In 1907 the U.S. Congress created a joint commission to investigate what many Americans saw as a national crisis: an unprecedented number of immigrants flowing into the United States. Experts—women and men trained in the new field of social science—fanned out across the country to collect data on these fresh arrivals. The trove of information they amassed shaped how Americans thought about immigrants, themselves, and the nation’s place in the world. Katherine Benton-Cohen argues that the Dillingham Commission’s legacy continues to inform the ways that U.S. policy addresses questions raised by immigration, over a century later.

Within a decade of its launch, almost all of the commission’s recommendations—including a literacy test, a quota system based on national origin, the continuation of Asian exclusion, and greater federal oversight of immigration policy—were implemented into law. Inventing the Immigration Problem describes the labyrinthine bureaucracy, broad administrative authority, and quantitative record-keeping that followed in the wake of these regulations. Their implementation marks a final turn away from an immigration policy motivated by executive-branch concerns over foreign policy and toward one dictated by domestic labor politics.

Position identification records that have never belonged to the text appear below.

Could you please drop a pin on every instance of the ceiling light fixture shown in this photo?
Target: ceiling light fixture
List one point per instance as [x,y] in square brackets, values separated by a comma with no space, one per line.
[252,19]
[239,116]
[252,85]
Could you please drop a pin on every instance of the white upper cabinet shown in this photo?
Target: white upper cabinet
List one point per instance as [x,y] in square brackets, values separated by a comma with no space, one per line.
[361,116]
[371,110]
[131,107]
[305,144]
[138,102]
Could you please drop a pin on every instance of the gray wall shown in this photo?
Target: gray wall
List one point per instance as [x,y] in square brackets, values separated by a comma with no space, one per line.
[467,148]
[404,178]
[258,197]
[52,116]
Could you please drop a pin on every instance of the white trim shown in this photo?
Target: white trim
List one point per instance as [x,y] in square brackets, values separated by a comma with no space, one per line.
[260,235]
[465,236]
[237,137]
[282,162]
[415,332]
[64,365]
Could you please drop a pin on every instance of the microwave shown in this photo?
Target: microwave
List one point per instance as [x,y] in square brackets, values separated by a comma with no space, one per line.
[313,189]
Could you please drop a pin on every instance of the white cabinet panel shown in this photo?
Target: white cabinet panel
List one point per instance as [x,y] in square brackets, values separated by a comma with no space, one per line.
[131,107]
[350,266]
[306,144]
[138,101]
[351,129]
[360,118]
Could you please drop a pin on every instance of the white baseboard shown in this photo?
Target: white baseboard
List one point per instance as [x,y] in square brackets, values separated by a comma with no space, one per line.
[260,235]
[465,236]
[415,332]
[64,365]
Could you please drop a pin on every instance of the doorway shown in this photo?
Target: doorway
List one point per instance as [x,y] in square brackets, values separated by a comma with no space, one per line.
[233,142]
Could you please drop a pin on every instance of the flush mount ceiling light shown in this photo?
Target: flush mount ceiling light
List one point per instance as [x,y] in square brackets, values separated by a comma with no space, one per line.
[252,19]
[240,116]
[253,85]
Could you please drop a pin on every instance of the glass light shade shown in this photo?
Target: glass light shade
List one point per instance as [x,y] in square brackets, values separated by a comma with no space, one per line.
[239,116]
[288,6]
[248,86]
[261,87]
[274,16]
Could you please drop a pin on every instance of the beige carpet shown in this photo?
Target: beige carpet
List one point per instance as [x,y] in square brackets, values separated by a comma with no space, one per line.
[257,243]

The Dillingham Commission—which remains the largest immigration study ever conducted in the United States—reflects its particular moment in time when mass immigration, the birth of modern social science, and an aggressive foreign policy fostered a newly robust and optimistic notion of federal power. Its quintessentially Progressive formulation of America’s immigration problem, and its recommendations, endure today in almost every component of immigration policy, control, and enforcement.